Al pie de la Letra

Periscope infamante

Las penas en los regímenes antiguos presentan un interesante objeto de estudio para los historiadores de las instituciones. Era un tema frecuente la aplicación de penas infamantes. No se trataba solamente de castigar al delincuente sino de humillarlo, el efecto era impresionar a los espectadores y servir de ejemplo para disuadir al público de cometer delitos.

De conformidad a un espíritu humanitario y moderno nuestra constitución prohíbe las penas infamantes en el Artículo 22. También se prohíben la mutilación, la marca, los azotes, los palos, el tormento de cualquier especie, la multa excesiva, la confiscación de bienes y penas inusitadas y trascendentales.

La infamia en las penas llegaba al grado de dejar cuerpos colgados y miembros descuartizados en las distintas entradas de las murallas. Vemos que el escarnio era un elemento habitual y por eso nuestra Constitución la prohíbe. Humillar al infractor como un elemento disuasivo es ilegal, inconstitucional e inhumano.

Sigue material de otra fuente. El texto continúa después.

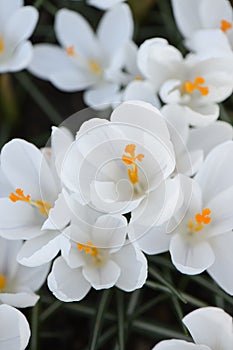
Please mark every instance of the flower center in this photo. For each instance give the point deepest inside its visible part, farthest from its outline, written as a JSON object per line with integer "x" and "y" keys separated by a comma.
{"x": 93, "y": 65}
{"x": 189, "y": 87}
{"x": 131, "y": 161}
{"x": 2, "y": 282}
{"x": 225, "y": 25}
{"x": 2, "y": 47}
{"x": 200, "y": 220}
{"x": 43, "y": 207}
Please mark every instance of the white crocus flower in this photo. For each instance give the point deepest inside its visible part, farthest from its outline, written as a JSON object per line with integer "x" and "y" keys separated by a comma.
{"x": 17, "y": 282}
{"x": 85, "y": 60}
{"x": 196, "y": 85}
{"x": 14, "y": 329}
{"x": 95, "y": 253}
{"x": 17, "y": 23}
{"x": 210, "y": 327}
{"x": 199, "y": 235}
{"x": 191, "y": 145}
{"x": 34, "y": 209}
{"x": 115, "y": 165}
{"x": 205, "y": 32}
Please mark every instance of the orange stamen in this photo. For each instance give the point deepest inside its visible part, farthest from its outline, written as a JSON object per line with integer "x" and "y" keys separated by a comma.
{"x": 2, "y": 46}
{"x": 2, "y": 282}
{"x": 44, "y": 207}
{"x": 201, "y": 220}
{"x": 131, "y": 161}
{"x": 225, "y": 25}
{"x": 70, "y": 51}
{"x": 189, "y": 86}
{"x": 88, "y": 248}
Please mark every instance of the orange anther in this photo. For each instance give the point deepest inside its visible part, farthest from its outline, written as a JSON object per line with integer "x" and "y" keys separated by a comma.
{"x": 225, "y": 25}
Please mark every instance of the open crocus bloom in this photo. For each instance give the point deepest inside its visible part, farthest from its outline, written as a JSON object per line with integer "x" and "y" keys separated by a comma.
{"x": 204, "y": 32}
{"x": 86, "y": 60}
{"x": 115, "y": 165}
{"x": 199, "y": 236}
{"x": 34, "y": 209}
{"x": 14, "y": 329}
{"x": 191, "y": 145}
{"x": 17, "y": 22}
{"x": 18, "y": 283}
{"x": 210, "y": 327}
{"x": 196, "y": 85}
{"x": 95, "y": 254}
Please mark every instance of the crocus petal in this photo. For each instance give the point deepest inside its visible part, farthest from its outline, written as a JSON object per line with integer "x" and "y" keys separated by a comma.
{"x": 210, "y": 326}
{"x": 20, "y": 299}
{"x": 218, "y": 165}
{"x": 217, "y": 132}
{"x": 190, "y": 258}
{"x": 39, "y": 250}
{"x": 102, "y": 277}
{"x": 73, "y": 30}
{"x": 67, "y": 284}
{"x": 221, "y": 270}
{"x": 21, "y": 25}
{"x": 113, "y": 40}
{"x": 175, "y": 344}
{"x": 14, "y": 329}
{"x": 103, "y": 4}
{"x": 133, "y": 265}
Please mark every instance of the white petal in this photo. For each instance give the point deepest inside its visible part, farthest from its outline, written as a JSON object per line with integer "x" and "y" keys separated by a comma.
{"x": 210, "y": 326}
{"x": 21, "y": 25}
{"x": 14, "y": 329}
{"x": 221, "y": 270}
{"x": 67, "y": 284}
{"x": 39, "y": 250}
{"x": 112, "y": 40}
{"x": 175, "y": 344}
{"x": 72, "y": 29}
{"x": 104, "y": 4}
{"x": 187, "y": 15}
{"x": 20, "y": 299}
{"x": 109, "y": 231}
{"x": 102, "y": 277}
{"x": 133, "y": 265}
{"x": 217, "y": 132}
{"x": 190, "y": 257}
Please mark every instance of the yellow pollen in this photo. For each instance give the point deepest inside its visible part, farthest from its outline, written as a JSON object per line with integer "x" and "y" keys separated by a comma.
{"x": 70, "y": 51}
{"x": 200, "y": 220}
{"x": 131, "y": 161}
{"x": 225, "y": 25}
{"x": 44, "y": 207}
{"x": 2, "y": 282}
{"x": 189, "y": 87}
{"x": 94, "y": 67}
{"x": 88, "y": 248}
{"x": 2, "y": 47}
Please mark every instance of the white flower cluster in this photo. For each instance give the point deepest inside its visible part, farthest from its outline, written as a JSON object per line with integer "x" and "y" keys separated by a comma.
{"x": 146, "y": 182}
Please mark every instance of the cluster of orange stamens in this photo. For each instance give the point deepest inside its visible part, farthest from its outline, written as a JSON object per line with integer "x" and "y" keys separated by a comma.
{"x": 131, "y": 160}
{"x": 44, "y": 207}
{"x": 201, "y": 220}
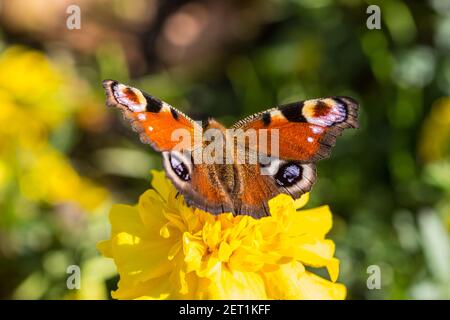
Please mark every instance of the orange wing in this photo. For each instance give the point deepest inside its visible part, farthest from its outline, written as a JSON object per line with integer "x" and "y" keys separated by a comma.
{"x": 307, "y": 130}
{"x": 155, "y": 121}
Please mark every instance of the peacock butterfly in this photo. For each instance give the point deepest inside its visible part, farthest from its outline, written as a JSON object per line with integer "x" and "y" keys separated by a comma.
{"x": 238, "y": 169}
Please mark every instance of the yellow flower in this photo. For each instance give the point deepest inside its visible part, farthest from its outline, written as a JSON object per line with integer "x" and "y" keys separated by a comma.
{"x": 164, "y": 249}
{"x": 37, "y": 99}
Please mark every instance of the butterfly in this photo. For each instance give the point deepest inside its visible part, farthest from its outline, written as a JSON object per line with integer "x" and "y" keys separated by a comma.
{"x": 305, "y": 131}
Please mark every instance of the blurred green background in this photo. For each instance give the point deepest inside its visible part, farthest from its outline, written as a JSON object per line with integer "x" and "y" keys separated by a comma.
{"x": 65, "y": 158}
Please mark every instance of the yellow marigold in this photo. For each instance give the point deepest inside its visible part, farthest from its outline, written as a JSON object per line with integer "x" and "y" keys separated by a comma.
{"x": 164, "y": 249}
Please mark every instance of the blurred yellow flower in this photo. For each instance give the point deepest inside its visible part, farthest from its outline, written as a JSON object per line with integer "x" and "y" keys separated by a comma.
{"x": 164, "y": 249}
{"x": 36, "y": 98}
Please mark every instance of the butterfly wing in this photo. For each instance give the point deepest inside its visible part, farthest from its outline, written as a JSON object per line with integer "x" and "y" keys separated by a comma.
{"x": 308, "y": 129}
{"x": 156, "y": 121}
{"x": 306, "y": 132}
{"x": 158, "y": 124}
{"x": 258, "y": 187}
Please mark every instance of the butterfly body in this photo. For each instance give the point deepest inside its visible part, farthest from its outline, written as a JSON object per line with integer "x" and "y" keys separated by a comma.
{"x": 240, "y": 168}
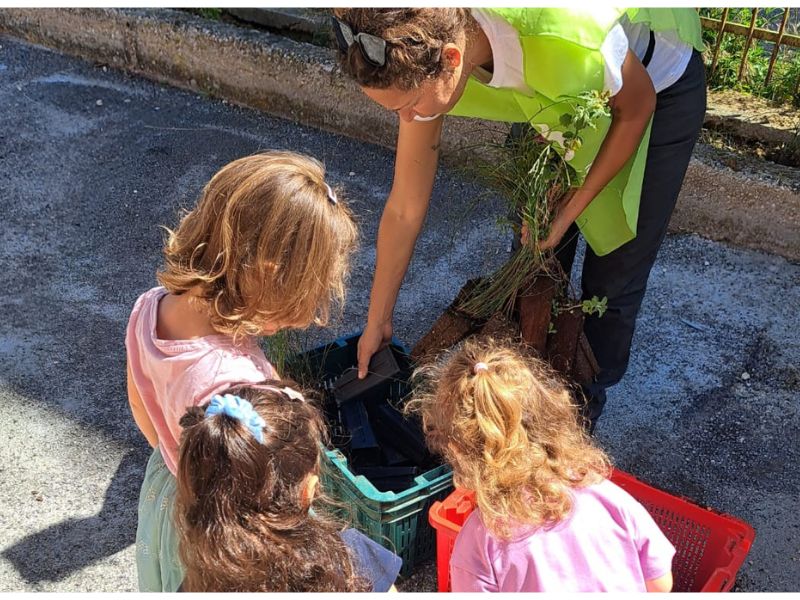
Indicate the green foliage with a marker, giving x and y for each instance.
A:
(782, 85)
(215, 14)
(595, 305)
(532, 175)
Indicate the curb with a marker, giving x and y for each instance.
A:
(252, 68)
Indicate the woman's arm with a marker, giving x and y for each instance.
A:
(414, 173)
(139, 412)
(631, 110)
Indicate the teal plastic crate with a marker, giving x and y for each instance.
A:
(396, 520)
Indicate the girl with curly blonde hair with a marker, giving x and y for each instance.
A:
(547, 517)
(266, 248)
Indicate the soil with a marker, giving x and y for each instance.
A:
(753, 127)
(752, 109)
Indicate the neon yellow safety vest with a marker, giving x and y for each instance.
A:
(562, 58)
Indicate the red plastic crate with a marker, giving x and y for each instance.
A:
(710, 546)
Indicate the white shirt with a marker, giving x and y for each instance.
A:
(669, 60)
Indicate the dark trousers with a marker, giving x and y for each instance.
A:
(622, 275)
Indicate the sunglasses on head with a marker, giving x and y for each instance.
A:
(373, 48)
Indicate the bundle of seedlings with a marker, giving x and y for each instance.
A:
(532, 173)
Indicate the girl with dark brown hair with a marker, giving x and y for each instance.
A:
(248, 475)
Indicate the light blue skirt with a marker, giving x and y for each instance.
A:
(157, 563)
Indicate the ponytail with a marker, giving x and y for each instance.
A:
(243, 523)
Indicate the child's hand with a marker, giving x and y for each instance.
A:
(660, 585)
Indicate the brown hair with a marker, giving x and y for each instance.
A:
(242, 523)
(414, 38)
(511, 433)
(264, 244)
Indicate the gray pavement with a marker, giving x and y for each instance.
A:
(93, 161)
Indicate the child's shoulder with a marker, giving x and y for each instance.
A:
(146, 302)
(617, 501)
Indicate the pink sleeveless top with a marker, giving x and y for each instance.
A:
(172, 375)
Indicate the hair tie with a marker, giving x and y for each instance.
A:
(293, 394)
(241, 410)
(332, 195)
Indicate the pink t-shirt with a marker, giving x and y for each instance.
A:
(172, 375)
(608, 543)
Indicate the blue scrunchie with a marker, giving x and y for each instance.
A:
(241, 410)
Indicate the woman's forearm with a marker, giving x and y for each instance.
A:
(397, 237)
(404, 214)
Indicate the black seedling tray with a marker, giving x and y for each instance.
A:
(383, 368)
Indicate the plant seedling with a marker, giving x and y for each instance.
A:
(382, 367)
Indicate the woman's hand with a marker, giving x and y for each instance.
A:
(558, 227)
(375, 336)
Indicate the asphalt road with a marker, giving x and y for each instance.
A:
(91, 163)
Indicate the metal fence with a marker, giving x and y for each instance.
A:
(785, 35)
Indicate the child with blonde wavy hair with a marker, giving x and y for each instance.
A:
(266, 248)
(244, 517)
(547, 517)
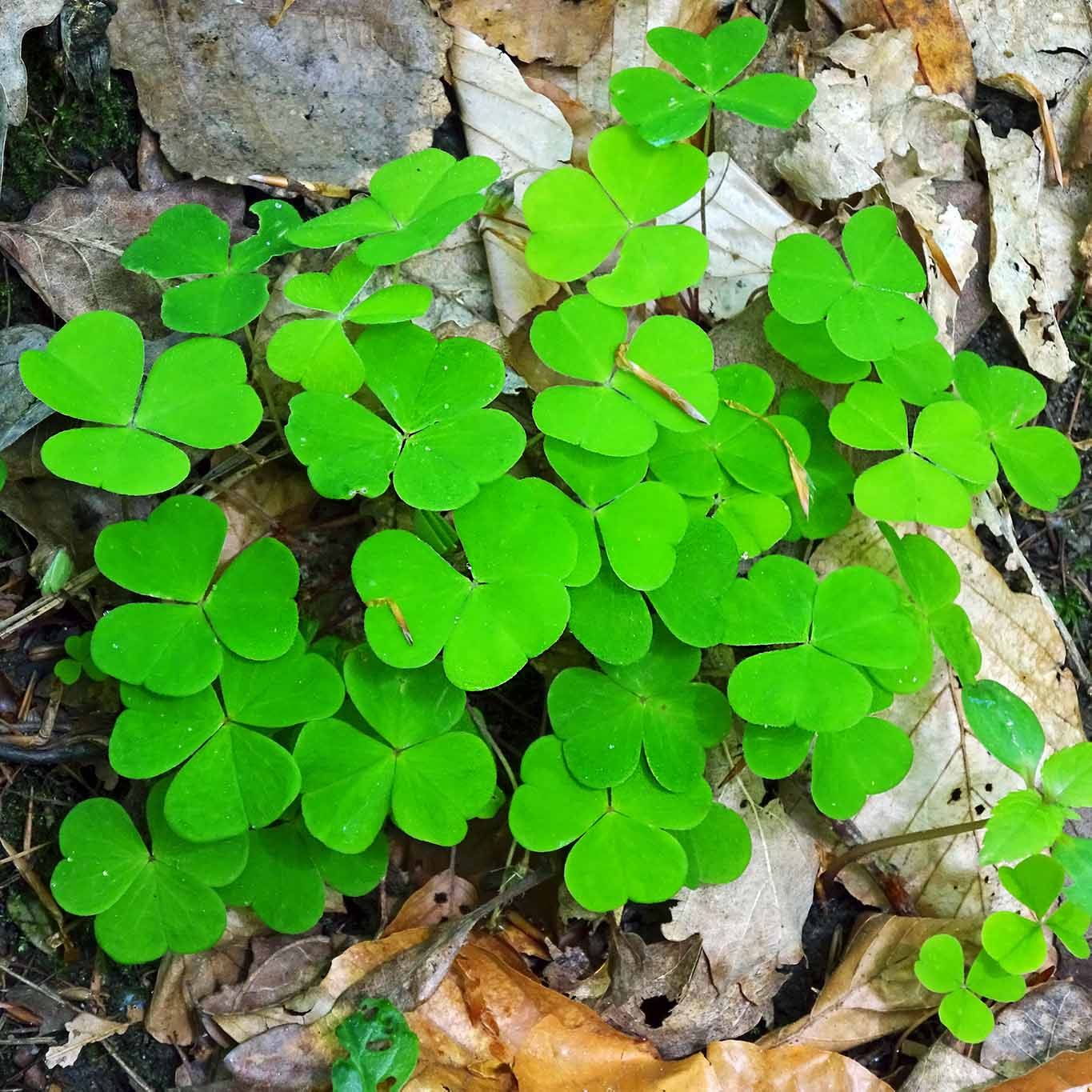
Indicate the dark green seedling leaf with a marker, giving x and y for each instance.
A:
(416, 202)
(174, 648)
(693, 603)
(939, 968)
(446, 446)
(1037, 882)
(275, 220)
(867, 314)
(520, 550)
(143, 903)
(830, 478)
(1006, 726)
(1016, 942)
(1020, 823)
(577, 220)
(663, 376)
(1067, 775)
(92, 370)
(350, 781)
(1040, 463)
(718, 850)
(382, 1049)
(287, 870)
(605, 721)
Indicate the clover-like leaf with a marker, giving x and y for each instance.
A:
(520, 550)
(866, 313)
(286, 871)
(350, 781)
(415, 203)
(143, 903)
(1040, 463)
(577, 220)
(174, 648)
(606, 721)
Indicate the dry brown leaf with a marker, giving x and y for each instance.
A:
(83, 1030)
(745, 1067)
(1047, 1020)
(742, 224)
(874, 990)
(750, 928)
(334, 92)
(560, 34)
(1049, 46)
(954, 778)
(66, 249)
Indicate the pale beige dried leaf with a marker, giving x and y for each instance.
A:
(746, 1067)
(68, 247)
(874, 990)
(83, 1030)
(558, 33)
(1047, 45)
(750, 927)
(742, 224)
(954, 778)
(1047, 1020)
(334, 92)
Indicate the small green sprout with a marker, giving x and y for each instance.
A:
(287, 870)
(416, 202)
(93, 368)
(662, 376)
(856, 618)
(865, 309)
(662, 108)
(606, 720)
(191, 240)
(407, 758)
(317, 353)
(382, 1049)
(144, 903)
(578, 218)
(939, 968)
(625, 843)
(176, 646)
(521, 552)
(234, 775)
(443, 446)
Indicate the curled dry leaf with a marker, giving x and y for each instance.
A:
(335, 90)
(534, 29)
(954, 780)
(742, 224)
(83, 1030)
(1047, 1020)
(66, 249)
(750, 928)
(874, 990)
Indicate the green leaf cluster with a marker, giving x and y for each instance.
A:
(93, 370)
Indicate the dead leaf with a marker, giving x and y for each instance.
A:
(535, 29)
(1067, 1073)
(750, 928)
(745, 1067)
(742, 224)
(1047, 1020)
(66, 249)
(874, 990)
(83, 1030)
(334, 92)
(954, 778)
(1049, 47)
(442, 899)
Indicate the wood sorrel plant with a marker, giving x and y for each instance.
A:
(657, 476)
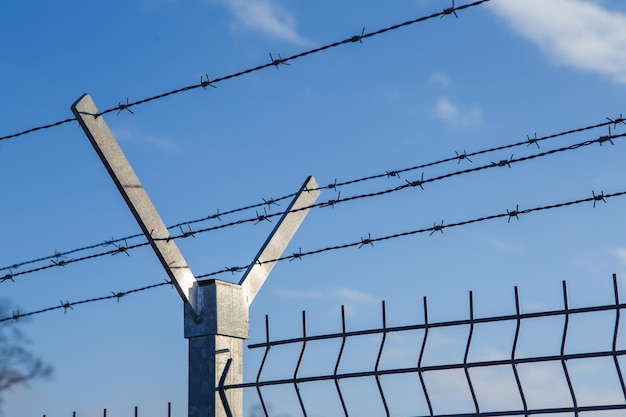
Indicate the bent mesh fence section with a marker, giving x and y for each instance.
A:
(531, 375)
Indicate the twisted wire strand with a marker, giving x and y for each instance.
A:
(331, 203)
(369, 241)
(274, 63)
(218, 215)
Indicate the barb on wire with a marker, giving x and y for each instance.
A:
(332, 186)
(437, 228)
(278, 62)
(358, 38)
(271, 202)
(331, 203)
(267, 217)
(66, 305)
(296, 255)
(462, 156)
(597, 198)
(533, 141)
(513, 213)
(274, 62)
(416, 183)
(363, 241)
(8, 276)
(121, 249)
(206, 83)
(17, 315)
(617, 121)
(262, 217)
(185, 234)
(608, 138)
(451, 10)
(121, 107)
(504, 162)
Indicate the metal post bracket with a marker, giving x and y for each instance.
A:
(137, 199)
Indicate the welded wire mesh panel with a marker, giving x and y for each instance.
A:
(447, 369)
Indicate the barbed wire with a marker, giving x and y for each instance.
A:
(67, 305)
(274, 201)
(369, 241)
(204, 83)
(330, 203)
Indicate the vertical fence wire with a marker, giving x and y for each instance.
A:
(618, 369)
(420, 361)
(295, 375)
(513, 363)
(518, 326)
(380, 355)
(344, 339)
(262, 366)
(466, 356)
(563, 343)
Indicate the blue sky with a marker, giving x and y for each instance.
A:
(500, 72)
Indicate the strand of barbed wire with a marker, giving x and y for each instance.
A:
(274, 62)
(58, 257)
(438, 227)
(262, 217)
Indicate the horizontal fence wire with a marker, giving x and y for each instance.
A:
(207, 82)
(368, 241)
(137, 410)
(59, 259)
(513, 363)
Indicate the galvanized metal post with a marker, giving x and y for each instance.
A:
(216, 313)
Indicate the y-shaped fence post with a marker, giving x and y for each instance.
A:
(216, 312)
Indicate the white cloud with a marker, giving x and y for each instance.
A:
(298, 295)
(265, 17)
(439, 78)
(165, 144)
(456, 115)
(575, 33)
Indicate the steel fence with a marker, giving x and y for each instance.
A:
(437, 384)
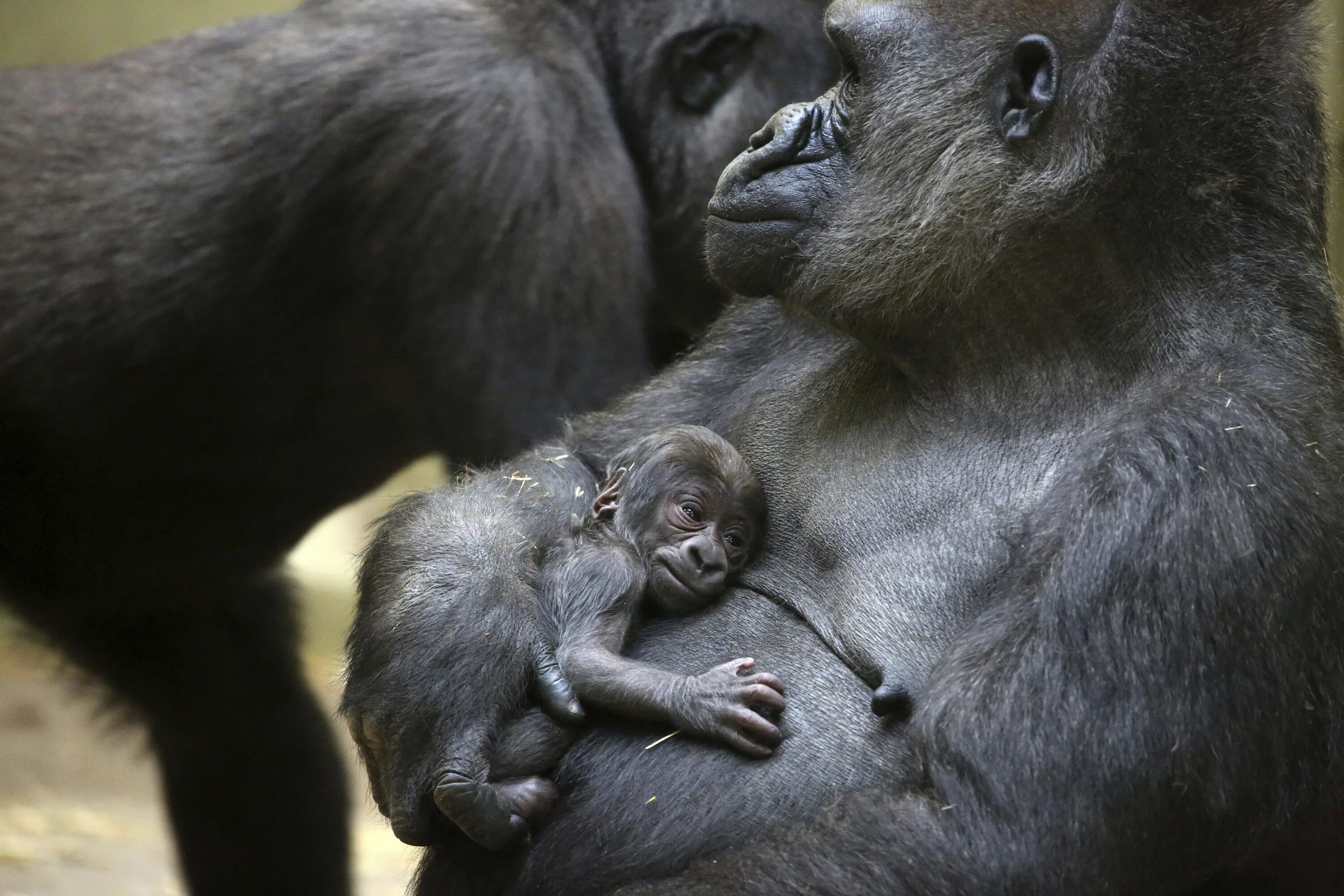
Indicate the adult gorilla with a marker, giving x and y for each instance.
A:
(1049, 421)
(246, 275)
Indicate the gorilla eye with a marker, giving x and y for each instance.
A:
(707, 62)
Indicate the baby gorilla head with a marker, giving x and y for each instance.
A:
(690, 504)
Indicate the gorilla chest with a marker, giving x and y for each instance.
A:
(890, 516)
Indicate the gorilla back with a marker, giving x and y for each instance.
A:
(1051, 425)
(249, 273)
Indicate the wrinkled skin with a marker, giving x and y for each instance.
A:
(1049, 420)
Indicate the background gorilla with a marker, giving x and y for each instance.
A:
(1050, 428)
(248, 275)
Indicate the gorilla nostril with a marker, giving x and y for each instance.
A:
(894, 702)
(779, 144)
(697, 556)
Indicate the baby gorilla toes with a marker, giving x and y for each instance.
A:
(728, 707)
(480, 810)
(529, 798)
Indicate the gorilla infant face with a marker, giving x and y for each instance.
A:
(945, 138)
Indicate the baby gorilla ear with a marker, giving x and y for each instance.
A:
(605, 504)
(1030, 88)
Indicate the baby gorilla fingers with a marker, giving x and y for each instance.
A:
(724, 704)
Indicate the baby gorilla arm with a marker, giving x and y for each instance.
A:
(721, 703)
(596, 595)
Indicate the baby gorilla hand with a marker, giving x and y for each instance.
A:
(724, 704)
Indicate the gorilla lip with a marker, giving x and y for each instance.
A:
(749, 215)
(667, 567)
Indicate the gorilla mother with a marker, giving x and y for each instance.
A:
(1049, 420)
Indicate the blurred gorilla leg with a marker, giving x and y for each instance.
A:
(254, 786)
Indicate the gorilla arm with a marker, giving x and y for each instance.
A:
(452, 577)
(1142, 706)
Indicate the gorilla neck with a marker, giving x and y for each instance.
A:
(1096, 303)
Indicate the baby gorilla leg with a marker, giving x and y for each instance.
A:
(463, 793)
(494, 794)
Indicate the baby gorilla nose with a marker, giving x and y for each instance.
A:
(706, 559)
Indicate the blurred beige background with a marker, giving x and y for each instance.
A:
(78, 800)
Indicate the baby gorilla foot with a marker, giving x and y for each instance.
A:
(529, 798)
(724, 704)
(480, 809)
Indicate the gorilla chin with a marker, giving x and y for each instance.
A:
(767, 202)
(752, 257)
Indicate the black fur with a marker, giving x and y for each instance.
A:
(248, 275)
(1050, 425)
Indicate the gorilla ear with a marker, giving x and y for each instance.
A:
(605, 504)
(707, 62)
(1030, 89)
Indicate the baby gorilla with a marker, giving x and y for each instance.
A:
(679, 515)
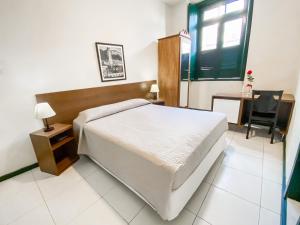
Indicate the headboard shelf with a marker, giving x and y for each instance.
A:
(67, 104)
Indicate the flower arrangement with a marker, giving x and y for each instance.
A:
(250, 80)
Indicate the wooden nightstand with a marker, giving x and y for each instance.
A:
(55, 150)
(157, 102)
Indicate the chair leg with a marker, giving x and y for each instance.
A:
(273, 133)
(270, 129)
(248, 130)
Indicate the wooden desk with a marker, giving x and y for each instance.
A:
(239, 104)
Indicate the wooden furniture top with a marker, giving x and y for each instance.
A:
(68, 104)
(176, 35)
(58, 128)
(157, 101)
(285, 97)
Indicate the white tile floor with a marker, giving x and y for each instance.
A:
(242, 188)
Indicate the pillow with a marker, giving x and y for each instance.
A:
(106, 110)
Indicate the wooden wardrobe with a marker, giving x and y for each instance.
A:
(174, 69)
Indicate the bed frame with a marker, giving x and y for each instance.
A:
(67, 104)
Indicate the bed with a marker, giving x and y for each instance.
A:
(161, 153)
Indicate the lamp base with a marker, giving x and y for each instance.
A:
(47, 129)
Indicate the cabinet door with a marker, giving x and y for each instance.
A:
(185, 51)
(229, 107)
(169, 70)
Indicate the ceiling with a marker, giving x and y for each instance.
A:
(172, 2)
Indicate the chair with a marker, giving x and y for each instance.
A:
(264, 110)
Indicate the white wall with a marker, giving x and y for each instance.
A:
(48, 46)
(273, 49)
(293, 141)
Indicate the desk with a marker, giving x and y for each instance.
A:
(237, 108)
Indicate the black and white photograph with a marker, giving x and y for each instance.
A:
(111, 61)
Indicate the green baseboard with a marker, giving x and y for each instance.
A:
(283, 198)
(18, 172)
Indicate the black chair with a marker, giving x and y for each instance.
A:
(264, 110)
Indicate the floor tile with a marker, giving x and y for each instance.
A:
(229, 136)
(209, 178)
(252, 147)
(273, 151)
(197, 199)
(68, 204)
(101, 181)
(19, 195)
(85, 166)
(38, 216)
(223, 208)
(237, 182)
(51, 185)
(149, 217)
(100, 213)
(268, 218)
(271, 196)
(272, 170)
(199, 221)
(130, 204)
(16, 184)
(243, 162)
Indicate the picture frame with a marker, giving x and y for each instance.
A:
(111, 61)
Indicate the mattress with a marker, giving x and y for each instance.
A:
(153, 149)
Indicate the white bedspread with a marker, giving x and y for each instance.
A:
(152, 149)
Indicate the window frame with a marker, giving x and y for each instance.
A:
(246, 14)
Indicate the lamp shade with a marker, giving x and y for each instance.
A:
(154, 88)
(43, 111)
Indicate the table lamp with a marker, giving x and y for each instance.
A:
(154, 90)
(44, 111)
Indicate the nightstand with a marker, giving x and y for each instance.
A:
(55, 150)
(157, 101)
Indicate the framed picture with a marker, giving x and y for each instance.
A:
(111, 62)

Hace días que la Comisión de Derechos Humanos de la Ciudad de México señala que los llamados operativos en periscope de un empleado delegacional contravienen el principio de legalidad y los derechos humanos de los ciudadanos. Hace días en Saltillo vimos una situación similar donde la policía exhibía a una mujer que en estado de ebriedad pedía apoyo a su tío “Chilo”. En este mismo sentido de legalidad se ha pronunciado el Presidente de la CNDH. Si el funcionario no tiene atribuciones para difundir las acciones que videograba, entonces no lo puede hacer. Nada tiene que ver la libertad de expresión.

La autoridad de la delegación en la CDMX se equivoca al insistir en esta ilegal práctica. Pueden grabar, es más que bien que lo hagan, pero que no lo difunda. En Saltillo la autoridad hace bien al sancionar al policía que difunde el video que realizó en ejercicio de sus atribuciones.

La discusión gira en torno a un mundo al revés. Es sin duda mediático el morbo que desata el ver como un funcionario público regaña a los desordenados. Pero llama la atención que perdone la multa a quien hace lo que el funcionario indica. Es decir, negocia el cumplimiento de la ley. El extremo es cuando incluso se borra un archivo difundido en periscope porque el infractor pidió disculpas. El colmo de la impunidad, la ley al arbitrio de cualquier funcionario.

Si la ley dispone una multa por una infracción, que se aplique, si quieren respaldar su actuación en video, es una gran idea, pero que no lo difundan. Eso es una pena infamante.

Al recurrir a este tipo de penas la autoridad renuncia al estado de derecho. Busca en el escarnio y la humillación un remedio a la incapacidad de inspeccionar y hacer cumplir la ley. La justicia y la legalidad no son siempre el camino más sencillo para alcanzar un fin. Pero si son el único camino que puede seguir la autoridad. Por esto podemos asegurar que el uso que algunas autoridades dan a la tecnología y a las redes sociales es una equivocación.